Pour des socialistes de ce début de XXe siècle, la Commune c’est, donc tout à la fois, une réserve de symbole et de rêve et une impasse, dès l’instant où elle fonctionnerait comme un modèle. La République une fois installée, pense la majorité socialiste d’alors, il suffit de la parachever, par cette « méthode révolutionnaire des temps nouveaux » qui consiste à « combiner la conquête du suffrage universel et l’action croissante de la force syndicale tendant à la grève générale ».
Tel est le regard de Jaurès, celui d’un homme exceptionnel et, au-delà, celui d’une époque.

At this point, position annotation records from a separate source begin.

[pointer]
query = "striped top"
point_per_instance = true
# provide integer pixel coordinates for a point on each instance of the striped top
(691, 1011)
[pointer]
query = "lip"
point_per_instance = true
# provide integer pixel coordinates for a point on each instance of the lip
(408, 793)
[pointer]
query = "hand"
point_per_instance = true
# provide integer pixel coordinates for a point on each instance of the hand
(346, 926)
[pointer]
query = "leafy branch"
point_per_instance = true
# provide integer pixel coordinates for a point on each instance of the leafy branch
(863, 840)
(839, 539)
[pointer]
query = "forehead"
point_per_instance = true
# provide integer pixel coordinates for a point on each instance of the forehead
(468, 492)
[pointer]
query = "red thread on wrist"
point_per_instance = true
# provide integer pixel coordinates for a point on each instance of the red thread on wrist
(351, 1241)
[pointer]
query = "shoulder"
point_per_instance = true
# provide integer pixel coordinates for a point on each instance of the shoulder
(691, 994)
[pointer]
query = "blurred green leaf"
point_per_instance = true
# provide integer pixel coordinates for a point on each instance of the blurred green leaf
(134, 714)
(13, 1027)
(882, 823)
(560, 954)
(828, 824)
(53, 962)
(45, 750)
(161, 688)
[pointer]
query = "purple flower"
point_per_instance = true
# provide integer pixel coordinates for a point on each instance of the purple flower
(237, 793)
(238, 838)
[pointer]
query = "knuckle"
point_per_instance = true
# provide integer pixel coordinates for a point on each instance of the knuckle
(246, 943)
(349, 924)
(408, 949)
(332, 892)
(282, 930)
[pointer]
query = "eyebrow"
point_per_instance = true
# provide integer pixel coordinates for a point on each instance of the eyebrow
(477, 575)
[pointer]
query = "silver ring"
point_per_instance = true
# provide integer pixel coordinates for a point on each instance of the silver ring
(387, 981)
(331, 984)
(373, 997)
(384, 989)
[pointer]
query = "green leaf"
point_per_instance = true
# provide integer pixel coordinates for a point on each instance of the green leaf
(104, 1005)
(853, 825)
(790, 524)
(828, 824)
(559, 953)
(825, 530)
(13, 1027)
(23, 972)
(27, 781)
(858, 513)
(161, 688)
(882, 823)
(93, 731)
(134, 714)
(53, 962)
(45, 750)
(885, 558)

Sans doute retiendra-ton, comme lui, que la Commune ne se copie pas, que l’esprit de révolution doit être celui d’une période, renouvelé donc sans être jamais répété. Mais le regard contemporain se nourrit, à son tour, de l’expérience du XXe siècle tout entier. La République s’étiole, mais ne produit pas nécessairement le désir de son bouleversement radical. Ni les révolutions par en haut ni le gradualisme n’ont changé radicalement la société. Dès lors, il est possible de voir, dans l’expérience du Paris révolutionnaire de 1871, et cela sans simplifier à outrance ce qui fut avant tout diversités des intuitions très en avance sur leur temps. La démocratie par en bas, l’imbrication nécessaire de l’économique, du social, du politique voire du culturel, la dignité nécessaire du travail comme base de la créativité… Autant de choses que les communards ne firent sans doute qu’entrevoir, dont rien ne dit qu’ils les auraient maîtrisées jusqu’au bout, mais qu’ils eurent l’audace populaire d’affirmer.
Au fond, de même que Jaurès pouvait être fidèle à l’esprit de la Commune sans l’imiter platement, de même pouvons-nous, aujourd’hui, être fidèles à Jaurès sans nous contenter de le répéter mot à mot.